The Walking Dead: Slaughtering Zombies and Breaking Records
October 9th 2013 marked the 10 year anniversary of Robert Kirkman and Tony Moore's provocative and trendsetting apocalyptic new cult classic, The Walking Dead. Avid fans of the emotionally enthralling zombie comic book turned controversial hit AMC television series had an appetite to rival that of the flesh-eating objects of their admiration; A hunger that was near insatiable, as was all too evident in their response to this highly-anticipated issue.
"The Walking Dead #115 instantly sold out at the distributor, selling over 352,000 copies on the day of release, " Image comics blogger Ron Richards announced in a post on imagecomics.com on October 11th, 2 days after issue #115's official release. "This makes The Walking Dead #115 the top selling single comic issue of the year to date," Richards confides.
As it turns out, he was half right. Not just the top selling comic book of the year to date, Richards; the best selling comic book of the year period (as seen in photo 1).
Diamond Comic Distributors indeed announced January 8th, 2014 on their affiliated site Previews World that Walking Dead #115 was the outright best-selling comic book of 2013, outranking various 1st issue launch titles from both Marvel and DC Comics alike, such as Guardians of the Galaxy #1, Superior Spider-Man #1, Justice League of America #1, and Superman unchained #1 and #2.
Unsurprising to those who love The Walking Dead, this isn't the first time the franchise has set records.
In October of 2013 " the 'Walking Dead' [season] premiere drew 20.2 million total viewers, " the largest amount of live viewers to tune in to a non-sports program on cable tv, according to thewrap.com. Thewrap.com also goes on to excitedly exclaim that this means Walking Dead had beaten the previous record holder of this title, "the August 2007 airing of 'High School Musical 2' with 18.2 million total viewers."
The 4th season of the series had been highly anticipated, to say the very least.
Even without considering the time shifted playback for those who were watching the premiere "live" across different time zones, the premiere was watched by 16.1 million viewers beating its own series record of 12.4 million viewers which was set by those who tuned in for the season 3 episode finale.
Impressive records aside, few can argue that the franchise as a whole was propelled to frightening heights with the remarkably ecstatic reception of the television series when it premiered October 31st, 2010 on AMC. Of course, the comic book series was always popular with those who knew their niche; the television series merely opened the eyes of a whole new audience who previously was unaware of just how much they were intrigued by their love for the undead.
Both the comic books and television series follow the same general premise and concept: the lives of those who were lucky (or unlucky) enough to have survived the onslaught of a world-wide zombie apocalypse, the relationships they form, and their struggle to exist in a world of constant conflict, where death isn't merely consequence, but a conflict of ordinary day-to-day life.

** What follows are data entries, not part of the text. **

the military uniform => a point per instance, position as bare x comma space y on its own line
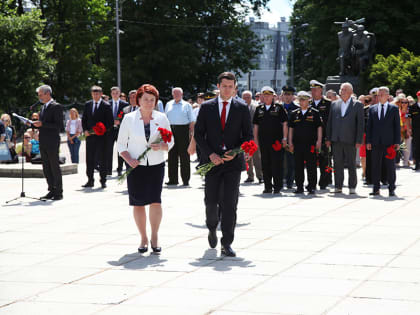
305, 134
324, 157
414, 114
270, 121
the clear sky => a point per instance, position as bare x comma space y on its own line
278, 8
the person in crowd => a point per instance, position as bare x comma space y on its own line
180, 115
289, 105
270, 131
50, 124
117, 106
255, 160
305, 140
332, 95
414, 115
145, 181
345, 134
402, 102
24, 148
95, 111
323, 105
73, 130
383, 131
222, 124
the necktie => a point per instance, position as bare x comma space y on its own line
223, 116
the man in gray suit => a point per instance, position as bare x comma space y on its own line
345, 129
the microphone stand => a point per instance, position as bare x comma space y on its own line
22, 193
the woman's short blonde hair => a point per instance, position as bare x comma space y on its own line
75, 111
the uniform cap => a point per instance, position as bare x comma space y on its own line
315, 83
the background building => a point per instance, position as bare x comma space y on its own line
272, 62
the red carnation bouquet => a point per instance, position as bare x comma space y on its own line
164, 135
248, 147
99, 130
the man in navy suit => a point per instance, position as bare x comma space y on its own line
96, 110
223, 124
383, 131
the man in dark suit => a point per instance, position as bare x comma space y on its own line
383, 131
117, 106
50, 124
345, 133
223, 124
96, 110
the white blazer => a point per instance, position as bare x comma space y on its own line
131, 136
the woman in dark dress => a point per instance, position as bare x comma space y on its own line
138, 131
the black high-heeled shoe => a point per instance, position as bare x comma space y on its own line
143, 249
155, 249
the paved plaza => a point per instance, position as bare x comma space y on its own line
324, 254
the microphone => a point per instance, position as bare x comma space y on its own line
33, 105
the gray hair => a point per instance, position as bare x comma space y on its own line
247, 92
44, 89
179, 89
384, 88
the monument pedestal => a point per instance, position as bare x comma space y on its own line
334, 82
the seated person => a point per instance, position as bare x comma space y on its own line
27, 147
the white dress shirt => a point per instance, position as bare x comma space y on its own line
380, 109
221, 106
132, 138
344, 106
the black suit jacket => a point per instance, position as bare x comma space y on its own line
102, 114
384, 132
208, 131
52, 124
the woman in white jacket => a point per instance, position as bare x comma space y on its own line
137, 132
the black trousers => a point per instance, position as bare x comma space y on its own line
272, 167
302, 155
96, 155
223, 199
110, 141
323, 160
181, 134
378, 160
51, 169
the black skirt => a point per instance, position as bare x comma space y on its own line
145, 184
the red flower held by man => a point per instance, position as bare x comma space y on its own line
276, 145
99, 129
391, 153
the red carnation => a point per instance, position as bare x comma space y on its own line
276, 145
99, 129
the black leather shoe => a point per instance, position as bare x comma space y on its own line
212, 239
228, 251
143, 249
155, 250
50, 195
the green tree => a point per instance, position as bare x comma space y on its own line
395, 24
183, 43
397, 71
23, 56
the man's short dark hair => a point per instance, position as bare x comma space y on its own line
226, 75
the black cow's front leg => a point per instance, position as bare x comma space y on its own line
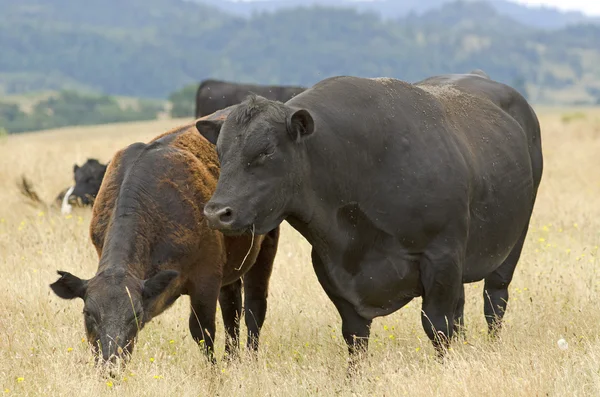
355, 328
230, 300
441, 276
256, 288
202, 318
459, 314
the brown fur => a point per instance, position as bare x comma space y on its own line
148, 217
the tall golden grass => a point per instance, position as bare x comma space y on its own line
555, 294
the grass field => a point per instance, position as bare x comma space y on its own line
554, 295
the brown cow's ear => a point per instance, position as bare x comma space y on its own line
300, 125
158, 283
209, 129
69, 286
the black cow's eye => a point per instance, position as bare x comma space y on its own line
266, 153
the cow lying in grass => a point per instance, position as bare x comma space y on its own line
154, 245
88, 179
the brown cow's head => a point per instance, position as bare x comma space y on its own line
116, 306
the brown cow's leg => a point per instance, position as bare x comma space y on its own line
202, 318
230, 300
256, 288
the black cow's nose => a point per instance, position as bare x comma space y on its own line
218, 217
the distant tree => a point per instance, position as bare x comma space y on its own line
520, 85
74, 108
184, 101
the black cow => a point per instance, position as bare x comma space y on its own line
213, 95
88, 179
403, 190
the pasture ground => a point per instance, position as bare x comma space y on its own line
555, 294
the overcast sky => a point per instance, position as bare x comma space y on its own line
591, 7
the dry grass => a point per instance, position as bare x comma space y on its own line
554, 294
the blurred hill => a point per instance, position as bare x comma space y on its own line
150, 48
541, 17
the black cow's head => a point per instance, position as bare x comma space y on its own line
88, 179
116, 306
262, 155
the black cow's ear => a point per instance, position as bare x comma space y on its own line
158, 283
69, 286
209, 129
300, 125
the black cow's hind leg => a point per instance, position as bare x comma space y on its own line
495, 292
442, 285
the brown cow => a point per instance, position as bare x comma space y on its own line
154, 245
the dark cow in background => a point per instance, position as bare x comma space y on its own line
87, 178
154, 245
213, 95
403, 190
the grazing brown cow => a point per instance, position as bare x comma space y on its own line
154, 245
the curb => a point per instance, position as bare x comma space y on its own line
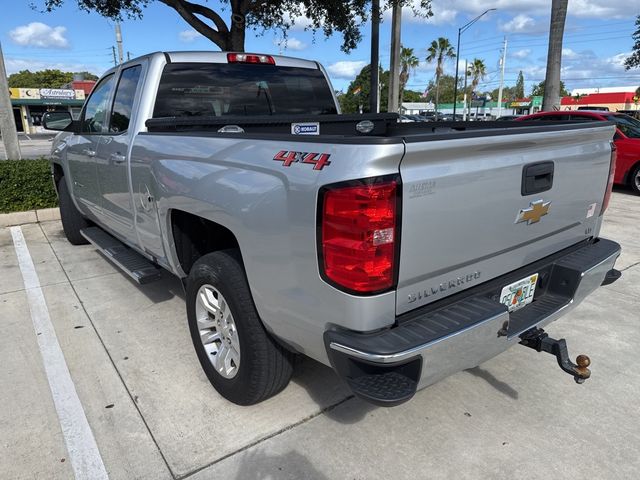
30, 216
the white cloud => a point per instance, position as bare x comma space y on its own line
521, 23
346, 69
188, 36
442, 13
290, 43
521, 54
37, 34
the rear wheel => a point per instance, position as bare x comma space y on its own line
634, 180
72, 219
241, 360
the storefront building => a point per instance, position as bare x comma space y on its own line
526, 106
613, 101
29, 104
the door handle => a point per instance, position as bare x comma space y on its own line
118, 158
536, 178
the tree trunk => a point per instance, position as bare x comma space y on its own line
235, 42
554, 56
437, 95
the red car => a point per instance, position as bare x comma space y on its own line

On both sides of the franchise, the story revolves around main protagonist Sheriff deputy Rick Grimes who awakens from a coma-inducing injury he received on duty only to find that he is not only unsure where he is or what has happened to him, but that he is isolated in an apocalyptic reality where the dead walk the Earth (as seen in photo 2).
Lacking much knowledge or back story of how these events came to be, but armed with the skills he cultivated from a life in law enforcement, Rick sets out not to understand the "how" or the "why" of this troubling new world, but the "if" and the "where"; as in if his son and wife are alive, where are they now?
As both readers of the critically acclaimed comics and viewers of the corresponding AMC television series would tell you, there is a deeper, more intriguing theme prevalent throughout the progress of the franchise on both sides beyond that of excessive gore and intense violence: the zombies aren't the "walking dead"-- we are (as seen in photo 3).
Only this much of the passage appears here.